The winner of the 2019 CALACS Book Prize is Laurent Corbeil, for his book The Motions Beneath: Indigenous Migrants on the Urban Frontier of New Spain.  In this work, Corbeil carried out meticulous archival research to present the micro-interactions of Indigenous migrants who traveled to the mines of San Luís Potosí. While these migrants were motivated by economic needs, Corbeil notes that they interacted in ways – both within and beyond their own communities – that profoundly shaped the city. Corbeil makes creative use of legal records to unearth histories of mobility and the interactions between members of different indigenous communities that otherwise do not appear in the historical record. Moreover, the book is written lucidly and provides expansive contextualization of colonial Potosí. The Committee congratulates Dr. Corbeil on this fantastic achievement.

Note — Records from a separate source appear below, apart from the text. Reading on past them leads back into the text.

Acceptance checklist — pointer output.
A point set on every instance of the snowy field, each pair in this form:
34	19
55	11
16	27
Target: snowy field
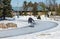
47	25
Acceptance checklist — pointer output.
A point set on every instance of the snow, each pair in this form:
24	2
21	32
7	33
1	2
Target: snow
53	33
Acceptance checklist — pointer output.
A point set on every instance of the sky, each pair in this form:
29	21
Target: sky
19	3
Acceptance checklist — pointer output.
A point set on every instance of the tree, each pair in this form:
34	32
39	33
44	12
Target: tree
30	4
35	9
1	8
52	4
25	7
6	9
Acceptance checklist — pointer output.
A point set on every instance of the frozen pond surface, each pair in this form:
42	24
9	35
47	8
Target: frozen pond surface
25	29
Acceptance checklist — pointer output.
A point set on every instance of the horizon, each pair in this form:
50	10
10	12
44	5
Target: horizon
20	3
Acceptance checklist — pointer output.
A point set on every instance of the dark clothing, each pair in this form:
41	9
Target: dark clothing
30	20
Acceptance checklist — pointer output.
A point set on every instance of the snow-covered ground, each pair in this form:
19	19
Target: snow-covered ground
53	33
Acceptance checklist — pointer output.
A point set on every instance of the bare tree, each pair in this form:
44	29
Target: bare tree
35	9
52	4
25	7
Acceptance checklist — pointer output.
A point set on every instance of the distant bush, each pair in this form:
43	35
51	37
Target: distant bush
38	17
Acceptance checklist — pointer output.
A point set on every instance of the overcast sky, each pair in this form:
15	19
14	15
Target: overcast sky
18	3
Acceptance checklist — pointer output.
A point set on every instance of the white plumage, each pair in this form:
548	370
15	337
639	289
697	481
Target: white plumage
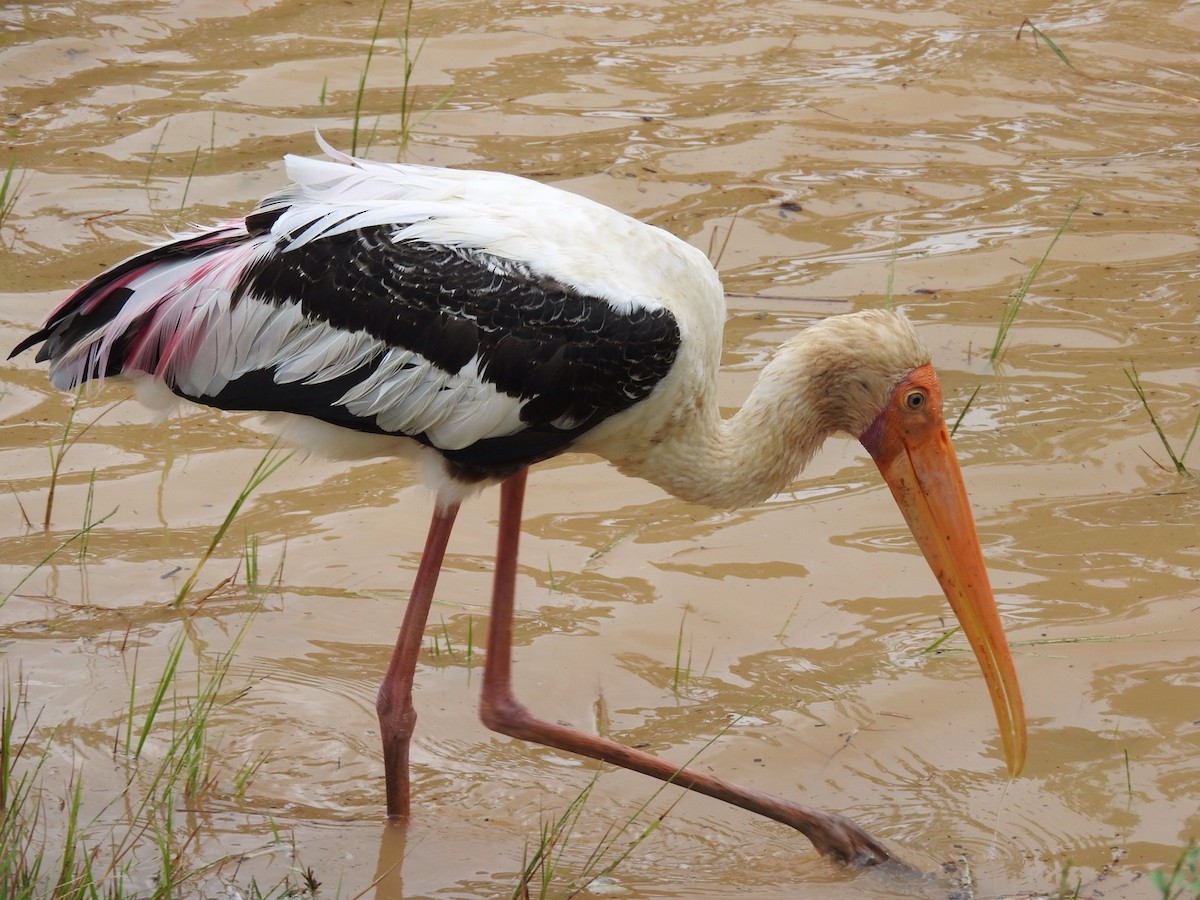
479	323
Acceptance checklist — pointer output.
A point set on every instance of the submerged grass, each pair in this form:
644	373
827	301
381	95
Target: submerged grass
1176	457
10	192
1039	35
411	48
1018	297
544	871
267	467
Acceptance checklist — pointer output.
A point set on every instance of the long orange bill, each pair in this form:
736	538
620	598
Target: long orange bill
911	445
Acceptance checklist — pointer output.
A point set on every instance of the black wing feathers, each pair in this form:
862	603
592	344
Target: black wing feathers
574	358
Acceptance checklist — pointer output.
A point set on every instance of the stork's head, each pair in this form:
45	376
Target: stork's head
898	418
880	385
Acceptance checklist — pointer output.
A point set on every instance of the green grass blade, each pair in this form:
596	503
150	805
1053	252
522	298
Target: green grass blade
1014	303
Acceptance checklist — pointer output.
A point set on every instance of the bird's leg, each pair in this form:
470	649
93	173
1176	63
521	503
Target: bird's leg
394	703
831	834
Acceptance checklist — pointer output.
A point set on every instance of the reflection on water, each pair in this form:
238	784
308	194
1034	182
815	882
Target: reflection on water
825	151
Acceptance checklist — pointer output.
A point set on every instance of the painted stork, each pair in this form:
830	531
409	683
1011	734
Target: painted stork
477	323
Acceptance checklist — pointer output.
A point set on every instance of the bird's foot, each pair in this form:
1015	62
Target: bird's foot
839	839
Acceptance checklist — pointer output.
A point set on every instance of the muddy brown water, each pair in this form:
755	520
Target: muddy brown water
850	147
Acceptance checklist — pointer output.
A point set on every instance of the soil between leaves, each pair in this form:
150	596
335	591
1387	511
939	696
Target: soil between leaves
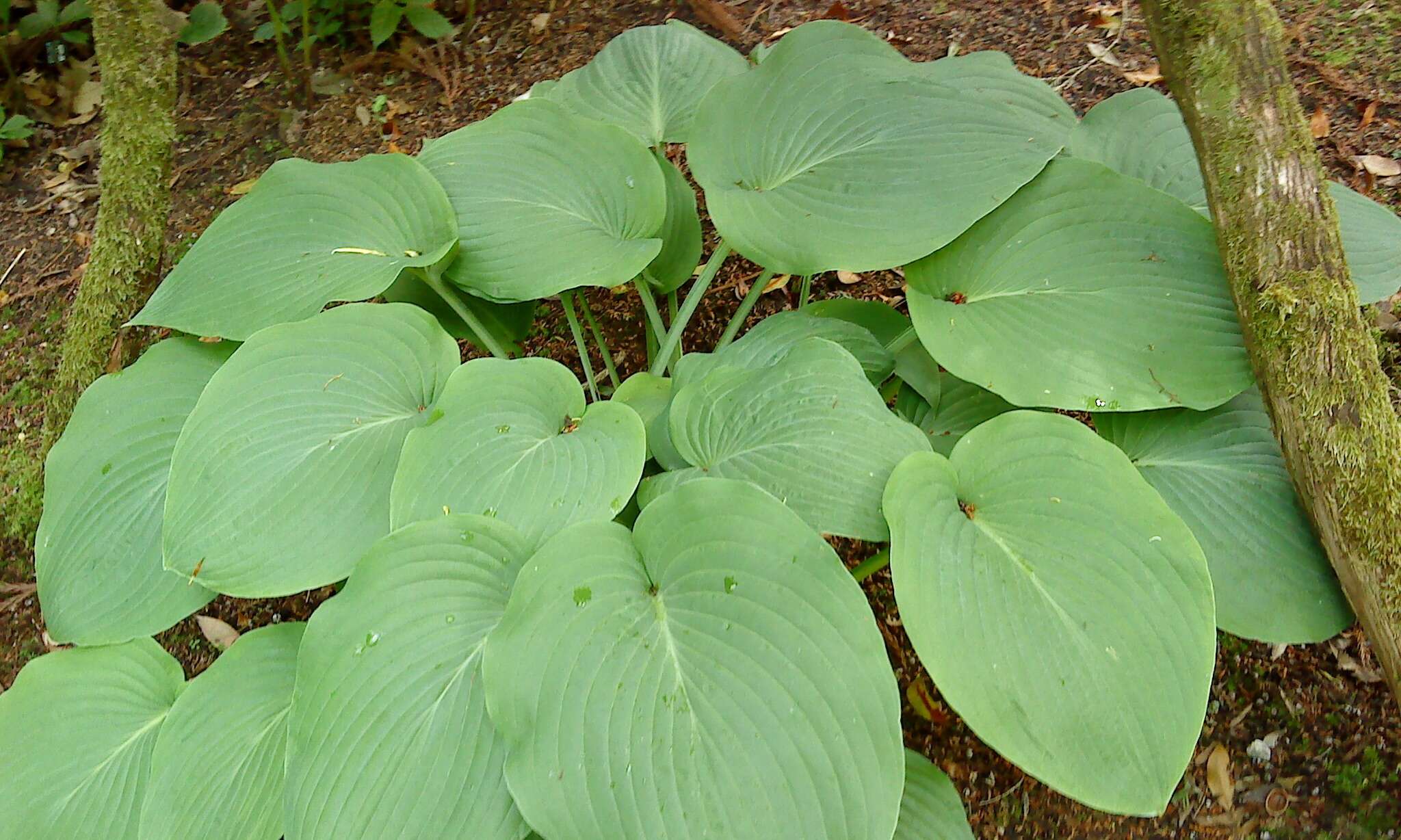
1337	737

The Committee also chose a Runner-Up, Dr. Luz María Hernández Sáenz’s book Carving a Niche: The Medical Profession in Mexico, 1800-1870. This book comprehensively tracks the ways that Mexico’s medical profession changed with the transition from colonial status to independence. Dr. Hernández Sáenz not only conducts elaborate archival research from a variety of sources but also illuminates the frameworks of transformation and new relationships – among physicians and surgeons, for example – for a multidisciplinary readership.